Sony Pictures Classics

Bound to be one of the most controversial films of the year, and most complicated to discuss, Paul Verhoeven’s Elle finds Isabelle Huppert playing a victim of sexual assault. But Huppert’s Michèle LeBlanc refuses to see herself as a victim. After a masked man breaks into her home and rapes her, Michèle doesn’t seem the least bit upset. She doesn’t call the police; she just buys some pepper spray and a hatchet, then goes about her life. This thriller, rippled with dark humor, is one of the most complex and unconventional explorations of female sexuality and desire in cinema.

Michèle’s response to and choices following the assault are sure to divide audiences, but what’s most incredible about Elle is how it brazenly taps into such uncomfortable and taboo subject matter. It boldly lets its female protagonist take control of the incident, even when she succumbs to her attacker and becomes attracted to him. Uninterested in exploring victimization, Elle instead finds a woman regaining control through the act of submission. To see a female character confront her trauma and sexual desires on her own terms, even if those terms are at odds with what culture deems acceptable, is what makes Elle so brilliant and refreshing.



John F. Kennedy’s assassination and the conspiracies around it have been the subject of many movies, but Jackie is one of the first to focus instead on the woman beside JFK. Pablo Larrain’s weird and abstract biopic is one of the highlights of the fall movie season. While it previously screened at the Toronto International Film Festival, its last-minute addition to the New York Film Festival made its lineup even richer.

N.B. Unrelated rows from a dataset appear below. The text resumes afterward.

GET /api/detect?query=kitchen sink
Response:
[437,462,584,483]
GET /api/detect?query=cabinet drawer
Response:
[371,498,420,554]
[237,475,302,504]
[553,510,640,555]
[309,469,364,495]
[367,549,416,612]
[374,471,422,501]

Natalie Portman portrays the former First Lady in the hours and week after the assassination. She captures the internal confusion and horror of the incident in a cerebral performance that oscillates between distraught panic and isolated control. Jackie is brilliant not just for Larrain’s unusual filmmaking style, but for how it strips away the polished veil of celebrity from an iconic figure. We see a portrait of a woman as a wife, a mother, a sister-in-law, a leader in a time of crisis, and a storyteller of American myth.